My view on the quality of these businesses has not changed. If anything, the long-term importance of the sector has become more obvious. But there is a major difference between recognizing a great business and paying any price for it. Stock prices have moved far faster than earnings, and in many cases the multiples now look stretched, if not outright ludicrous.
When companies trade in line with earnings growth, that is healthy. This feels different. This feels like exuberance. Investors have begun treating cyclical industrial businesses as if they are poised for unstoppable growth, and that changes the risk profile. At that point, future returns depend less on being right about the business and more on the crowd staying excited.
I still love the companies. I am simply less enthusiastic about the stocks. Some trimming may be warranted, not because the thesis is broken, but because the market has moved from underappreciation to something much closer to euphoria.
Transactions
I had an uncharacteristically busy quarter, with multiple purchases and sales.
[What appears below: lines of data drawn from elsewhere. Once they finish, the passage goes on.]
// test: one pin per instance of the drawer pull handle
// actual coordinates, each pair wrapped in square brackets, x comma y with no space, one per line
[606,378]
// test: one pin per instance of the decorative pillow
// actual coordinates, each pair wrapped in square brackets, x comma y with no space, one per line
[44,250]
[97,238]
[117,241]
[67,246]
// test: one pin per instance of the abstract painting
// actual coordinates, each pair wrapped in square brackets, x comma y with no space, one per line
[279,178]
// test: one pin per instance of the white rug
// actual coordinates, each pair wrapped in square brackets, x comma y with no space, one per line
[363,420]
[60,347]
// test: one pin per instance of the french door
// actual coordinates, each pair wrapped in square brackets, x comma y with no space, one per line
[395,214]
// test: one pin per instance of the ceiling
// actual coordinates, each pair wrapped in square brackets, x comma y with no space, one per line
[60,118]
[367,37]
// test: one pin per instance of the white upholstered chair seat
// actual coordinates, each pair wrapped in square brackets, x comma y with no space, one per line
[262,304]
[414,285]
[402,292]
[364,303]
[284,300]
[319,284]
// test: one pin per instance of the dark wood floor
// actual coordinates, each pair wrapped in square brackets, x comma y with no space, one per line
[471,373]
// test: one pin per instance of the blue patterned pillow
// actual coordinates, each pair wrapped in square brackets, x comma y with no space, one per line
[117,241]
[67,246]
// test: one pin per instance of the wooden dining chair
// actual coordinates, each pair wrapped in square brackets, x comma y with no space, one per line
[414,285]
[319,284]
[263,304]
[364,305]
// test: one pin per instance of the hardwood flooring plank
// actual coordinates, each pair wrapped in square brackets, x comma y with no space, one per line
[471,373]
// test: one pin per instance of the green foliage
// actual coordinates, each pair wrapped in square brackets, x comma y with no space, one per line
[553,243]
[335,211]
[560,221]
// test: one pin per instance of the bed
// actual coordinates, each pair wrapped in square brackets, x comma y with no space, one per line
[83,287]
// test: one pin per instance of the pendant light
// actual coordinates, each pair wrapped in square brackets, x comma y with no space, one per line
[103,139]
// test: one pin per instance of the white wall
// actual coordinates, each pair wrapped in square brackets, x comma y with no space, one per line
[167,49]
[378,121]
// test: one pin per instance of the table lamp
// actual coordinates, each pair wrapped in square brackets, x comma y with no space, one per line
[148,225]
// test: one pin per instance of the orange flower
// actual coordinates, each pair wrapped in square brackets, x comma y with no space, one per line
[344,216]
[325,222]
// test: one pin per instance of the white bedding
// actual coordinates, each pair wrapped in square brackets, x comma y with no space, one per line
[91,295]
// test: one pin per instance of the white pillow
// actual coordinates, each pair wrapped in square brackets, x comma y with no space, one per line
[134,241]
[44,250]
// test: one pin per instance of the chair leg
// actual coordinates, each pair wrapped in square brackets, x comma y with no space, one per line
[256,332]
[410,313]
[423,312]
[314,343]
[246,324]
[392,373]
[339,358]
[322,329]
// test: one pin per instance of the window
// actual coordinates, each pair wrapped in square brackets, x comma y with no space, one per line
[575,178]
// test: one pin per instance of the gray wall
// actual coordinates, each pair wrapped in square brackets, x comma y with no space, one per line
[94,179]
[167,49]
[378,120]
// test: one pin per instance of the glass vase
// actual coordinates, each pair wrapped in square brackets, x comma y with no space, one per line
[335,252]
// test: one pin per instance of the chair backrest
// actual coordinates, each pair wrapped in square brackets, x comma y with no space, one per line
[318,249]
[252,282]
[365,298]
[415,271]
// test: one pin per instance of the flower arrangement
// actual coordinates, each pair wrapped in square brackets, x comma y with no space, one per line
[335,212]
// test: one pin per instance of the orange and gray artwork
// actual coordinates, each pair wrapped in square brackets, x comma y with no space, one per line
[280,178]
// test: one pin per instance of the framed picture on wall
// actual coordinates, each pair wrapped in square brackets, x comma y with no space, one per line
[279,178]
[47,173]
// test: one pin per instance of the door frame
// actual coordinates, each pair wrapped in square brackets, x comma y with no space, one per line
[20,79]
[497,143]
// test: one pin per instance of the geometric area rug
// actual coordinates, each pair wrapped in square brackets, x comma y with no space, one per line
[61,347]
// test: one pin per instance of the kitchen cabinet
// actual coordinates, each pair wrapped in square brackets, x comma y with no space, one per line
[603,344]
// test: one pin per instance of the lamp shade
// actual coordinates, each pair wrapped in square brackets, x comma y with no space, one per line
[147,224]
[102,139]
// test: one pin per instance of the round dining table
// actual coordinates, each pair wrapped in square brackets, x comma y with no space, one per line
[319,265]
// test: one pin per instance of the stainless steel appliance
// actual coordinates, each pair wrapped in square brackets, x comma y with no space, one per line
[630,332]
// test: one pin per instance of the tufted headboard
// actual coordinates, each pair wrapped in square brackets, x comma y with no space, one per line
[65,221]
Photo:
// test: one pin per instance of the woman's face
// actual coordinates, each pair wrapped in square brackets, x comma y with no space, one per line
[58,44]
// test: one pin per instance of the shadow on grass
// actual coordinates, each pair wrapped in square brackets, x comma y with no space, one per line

I generally espouse long term ownership of stocks and infrequent trading, but sometimes the market provides opportunities and an investor needs to make the best decision given in front of them. Given the number of transactions I made, I’ll keep commentary brief.
Exits and trims
- EVO- Sold: The company remains attractive, but regulatory and business-model risks created too many variables for my comfort.
- PHM and HD- Sold: Higher rates and weak housing turnover have created persistent headwinds. Both remain good businesses, but I saw better opportunities elsewhere.
- ONTO- Sold: The valuation approached nearly 100× free cash flow, which became impossible for me to justify.
- LRCX and KLAC- Trimmed: Reduced oversized semicap exposure and funded new purchases.
New positions
- RDDT: Rapid growth, gross margins above 90%, and substantial long-term cash-flow potential.
- MA and SPGI: Two exceptional, capital-light businesses purchased at valuations that finally looked attractive after years of high multiples.
- BKNG: The leading travel booking platform with exceptional margins, strong cash generation, and rapidly rising operating income.
- VEEV and INTU: High-quality software businesses caught in broader SaaS weakness, creating more attractive entry points. I believe their entrenched market positions and mission-critical products will prove more resilient to AI disruption than current valuations imply.
None of this changes how I think about investing: find great businesses, understand what you own, and let time and compounding do the heavy lifting. But with the market pricing in a lot of good news and parts of my own portfolio reflecting real exuberance rather than just quality, I’m entering Q3 a bit more selective about where I add and more willing to trim into strength than I’ve been in years. The businesses remain excellent, my job now is just not to overpay for that excellence.